Researchers Evan MacLean and Brian Hare are working on it. Their recently published study, “Enhanced Selection of Assistance and Explosive Detection Dogs Using Cognitive Measures,” describes initial attempts to create a sort of career aptitude test for working dogs.
What I love about this study:
- It recognizes that dogs’ cognitive abilities a) exist, b) matter, and c) have bearing on their suitability for certain tasks and careers. The authors point out that most testing of working dog candidates looks at temperament and behavior. That is, dogs with high prey drive might be dropped from service dog training or dogs that bark a lot or show reactivity to other dogs might be dropped from assistance and other working-dog-training programs. This is the first attempt to identify cognitive abilities that also impact the dogs’ suitability for various careers.
- The authors recognize a broad variety of cognitive areas and abilities; they also recognize that different working-dog specialties require different cognitive strengths. Anyone willing to recognize and study dogs as cognitive beings who are as individual in their strengths, weaknesses, and preferences is a hero to me.
- The emphasis is on problem-solving and whether a dog seeks help when stymied; these are useful doggy traits and reveal much about the dog’s intelligence as well as her temperament and behavior!
- The study was completely voluntary for all doggy participants and they could leave at any time. They worked for food or toy rewards. (Oddly, preference for toy or food reward was one of the cognitive “measures” evaluated; I’m not clear on what that reveals cognitively.)
- The authors emphasize that certain results might predict greater success in an area of training. They’re not seeking or claiming to offer a definitive correlation but rather pointing trainers toward what to look for in candidate dogs. This might focus trainers on each dog’s individual behaviors and preferences, which is likely to bode well for the dog-trainer relationship and perhaps for the dog’s success in training.
- The tests themselves are simple, do not require specialized equipment, and are easy for a trainer to learn and administer.
More research is needed:
- The dogs tested were not puppies: The assistance dog trainees were all around two years of age. The detection dogs tested ranged from about three to five years. To be useful as a predictor, it would be wonderful to have a few tests that could be done with puppies or maybe adolescent dogs (six months?). That would help trainers of limited means select the puppies with the highest likelihood of success and allow earlier release of less-suitable dogs.
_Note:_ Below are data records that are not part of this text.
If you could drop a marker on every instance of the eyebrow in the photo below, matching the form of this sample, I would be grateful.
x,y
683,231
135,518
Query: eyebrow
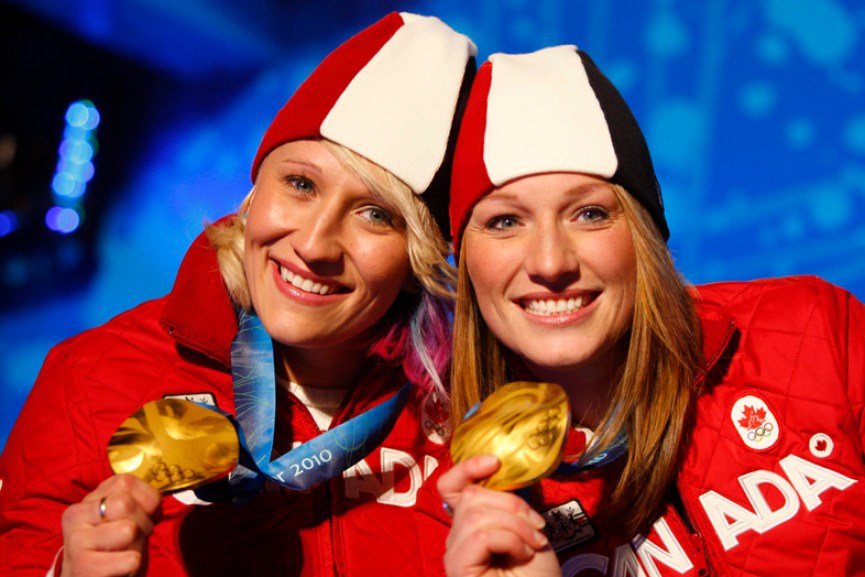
x,y
303,163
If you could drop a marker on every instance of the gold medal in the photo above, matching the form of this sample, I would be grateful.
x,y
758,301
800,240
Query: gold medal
x,y
524,424
174,444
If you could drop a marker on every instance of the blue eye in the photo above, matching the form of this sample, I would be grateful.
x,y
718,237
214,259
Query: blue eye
x,y
300,183
593,214
378,216
503,222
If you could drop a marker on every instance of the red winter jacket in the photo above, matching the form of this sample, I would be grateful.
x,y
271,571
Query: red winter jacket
x,y
358,525
773,482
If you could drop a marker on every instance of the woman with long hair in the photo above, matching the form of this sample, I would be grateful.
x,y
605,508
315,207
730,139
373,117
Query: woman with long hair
x,y
714,430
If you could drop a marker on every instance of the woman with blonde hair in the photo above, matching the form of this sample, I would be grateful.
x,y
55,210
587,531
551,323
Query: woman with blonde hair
x,y
317,316
714,430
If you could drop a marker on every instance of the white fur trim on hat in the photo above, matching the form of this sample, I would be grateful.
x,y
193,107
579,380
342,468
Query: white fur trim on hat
x,y
407,93
556,118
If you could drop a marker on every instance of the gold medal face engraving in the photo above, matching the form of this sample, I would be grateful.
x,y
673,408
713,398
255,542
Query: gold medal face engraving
x,y
524,424
174,444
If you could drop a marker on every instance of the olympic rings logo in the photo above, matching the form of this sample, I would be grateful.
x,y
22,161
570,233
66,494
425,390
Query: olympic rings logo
x,y
764,431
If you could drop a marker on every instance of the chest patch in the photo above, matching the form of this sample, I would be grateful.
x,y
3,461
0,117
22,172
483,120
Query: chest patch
x,y
567,526
755,422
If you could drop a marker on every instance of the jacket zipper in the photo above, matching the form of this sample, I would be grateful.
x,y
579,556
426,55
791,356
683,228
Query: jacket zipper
x,y
700,557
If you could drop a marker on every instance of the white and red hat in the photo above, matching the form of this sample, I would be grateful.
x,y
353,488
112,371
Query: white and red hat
x,y
548,111
390,93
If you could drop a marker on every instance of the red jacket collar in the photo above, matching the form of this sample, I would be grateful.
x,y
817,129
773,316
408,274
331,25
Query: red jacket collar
x,y
717,330
199,313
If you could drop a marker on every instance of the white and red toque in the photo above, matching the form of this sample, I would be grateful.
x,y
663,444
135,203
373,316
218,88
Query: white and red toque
x,y
391,93
548,111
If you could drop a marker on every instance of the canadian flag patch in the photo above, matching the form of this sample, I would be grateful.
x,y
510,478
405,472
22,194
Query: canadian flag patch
x,y
754,421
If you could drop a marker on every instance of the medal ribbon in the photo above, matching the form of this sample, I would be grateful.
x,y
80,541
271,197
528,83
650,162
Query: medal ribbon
x,y
617,448
318,459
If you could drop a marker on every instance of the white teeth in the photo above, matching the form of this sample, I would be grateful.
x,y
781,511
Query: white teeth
x,y
303,284
554,307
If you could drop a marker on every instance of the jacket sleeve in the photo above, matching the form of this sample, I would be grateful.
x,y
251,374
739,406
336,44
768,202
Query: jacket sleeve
x,y
51,460
854,344
433,526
- Additional testing, and testing across a broader range of working-dog careers, could provide a more targeted set of traits or tests for specific careers. Again, kudos to the authors for recognizing that, for example, hearing dogs require different temperaments and different skill sets than mobility assistance dogs. I’d love to see a targeted test for each of the common types of assistance, detection, search, etc. dogs.
- A challenge the authors faced was the lack of a clear-cut definition of “success.” This is a tough one. Even within, say, mobility assistance dog training, there’s probably considerable disagreement over which dogs are “successful.” Even so, a short battery of cognitive tests could be helpful.
Overall, I think this study is a wonderful addition to the body of dog-focused study, and I am over-the-moon delighted to see canine cognition testing taken seriously. The study is available free. At the end of the study, there’s a link to download the supplemental materials, which consist of a description of each cognitive test performed. That means we can all take it and start learning about our own dogs. Have fun!